BioJulia/Automa.jl

DFAs can take wrong actions due to ambiguities

Closed this issue · 3 comments

Consider the following, highly simplified FASTA format:

import Automa
import Automa.RegExp: @re_str
const re = Automa.RegExp

machine = (function ()
    header = re">[A-Z]+"
    seqline = re"[A-Z]+"
    sequence = seqline * re.rep(re"\n" * seqline)
    record = header * re"\n" * sequence
    fasta = re.rep1(record * re"\n")

    header.actions[:exit] = [:header]
    seqline.actions[:exit] = [:seqline]
    record.actions[:exit] = [:record]

    Automa.compile(fasta)
end)()

By definition of record, a record MUST contain a header, which contains a >. However see the flowchart produced for this machine by:

write("fasta.dot", Automa.machine2dot(machine))
run(`dot -Tsvg -o fasta.svg fasta.dot`)

The state 5 corresponds to seqline, and a following newline brings it to state 6. In this state transition, the action record is executed. But clearly, from the defition, we did not necessarily exit record! This creates a loop between state 5 and 6, such that record is executed at every newline.

This means that record can be repeatedly exited, without it being entered, and allows for e.g. a record only containing seqline, against the definition above.

Simplified to

machine = let
    C = re.rep(re"A" * re"B")
    D = C * re"A"
    C.actions[:enter] = [:enter]
    C.actions[:exit] = [:exit]
    Automa.compile(D)
end

Note in particular that the C pattern is entered once, and then can be exited an arbitrary amount of times with an input like "ABABAB".

Right, so I think I've figured out the problem. Let's have a simple regex C:

A = re"XZ"
B = re"XY"
C = A | B
A.actions[:enter] = [:entering_A]
B.actions[:enter] = [:entering_B]
A.actions[:exit] = [:exiting_A]
B.actions[:exit] = [:exiting_B]

Now, create an NFA using Automa.re2nfa(C) and visualize it.

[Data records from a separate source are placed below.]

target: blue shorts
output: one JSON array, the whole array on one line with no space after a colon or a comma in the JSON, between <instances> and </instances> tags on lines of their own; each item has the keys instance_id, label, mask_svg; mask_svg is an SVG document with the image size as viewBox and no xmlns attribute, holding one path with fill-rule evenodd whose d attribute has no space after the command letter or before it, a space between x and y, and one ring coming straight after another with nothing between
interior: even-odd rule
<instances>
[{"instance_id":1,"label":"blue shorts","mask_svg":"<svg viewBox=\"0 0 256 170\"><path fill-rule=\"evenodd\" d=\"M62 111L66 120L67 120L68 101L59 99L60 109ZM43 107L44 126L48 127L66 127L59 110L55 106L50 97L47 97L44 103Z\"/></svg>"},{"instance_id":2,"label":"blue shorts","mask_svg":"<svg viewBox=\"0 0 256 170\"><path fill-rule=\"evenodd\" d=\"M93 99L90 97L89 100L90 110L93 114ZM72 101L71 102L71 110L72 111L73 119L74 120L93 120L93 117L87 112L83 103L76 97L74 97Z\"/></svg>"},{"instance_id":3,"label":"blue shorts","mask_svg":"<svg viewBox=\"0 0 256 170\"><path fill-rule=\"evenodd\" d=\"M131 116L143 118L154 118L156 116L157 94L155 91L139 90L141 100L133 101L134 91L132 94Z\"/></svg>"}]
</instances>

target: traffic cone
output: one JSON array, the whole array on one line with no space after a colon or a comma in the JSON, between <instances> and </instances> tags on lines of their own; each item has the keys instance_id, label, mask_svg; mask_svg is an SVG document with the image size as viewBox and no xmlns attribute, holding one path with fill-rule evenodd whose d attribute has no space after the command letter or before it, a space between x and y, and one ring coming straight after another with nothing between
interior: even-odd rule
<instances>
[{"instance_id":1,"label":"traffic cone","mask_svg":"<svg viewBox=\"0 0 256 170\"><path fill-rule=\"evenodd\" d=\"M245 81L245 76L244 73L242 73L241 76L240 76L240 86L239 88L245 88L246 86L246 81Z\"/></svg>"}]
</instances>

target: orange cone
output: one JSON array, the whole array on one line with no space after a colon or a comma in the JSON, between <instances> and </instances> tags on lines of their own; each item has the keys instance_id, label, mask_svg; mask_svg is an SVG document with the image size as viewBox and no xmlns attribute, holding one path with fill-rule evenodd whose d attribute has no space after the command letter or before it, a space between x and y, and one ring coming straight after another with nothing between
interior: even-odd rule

This NFA represents those regexes and their actions perfectly. Note that this NFA is truly nondeterministic; when encountering an "X" byte, it is impossible to know if we are entering the A regex or the B regex. In the NFA, this is visualized by two different epsilon edges, one that leads to A and one that leads to B. Only the one that leads to A have the action entering_A associated with it, and vice versa for B.

Now convert the NFA to a DFA. The resulting DFA is equivalent to the NFA only in the sense that it recognizes the same inputs. The edges are NOT the same, and consequently, the two epsilon edges, labeled with entering_A and entering_B are collapsed, and important information is lost. The result is that when we encounter an "X" byte, the regex enters BOTH A and B. Notably, at end of file, only ONE of these regexes are exited (which is clearly absurd)

This is impossible to solve, I think, but it would really be nice if there was some sort of warning or even an error if attempting to convert an NFA that had actions associated to ambiguous transitions to a DFA.

Edit: This can be done by modifying the epsilon_closure function. If you can go multiple paths from one node to another node only moving through epsilon edges, and not all these paths have the same labeled edges, then the machine is ambiguous and should not be compiled.

Solved by #49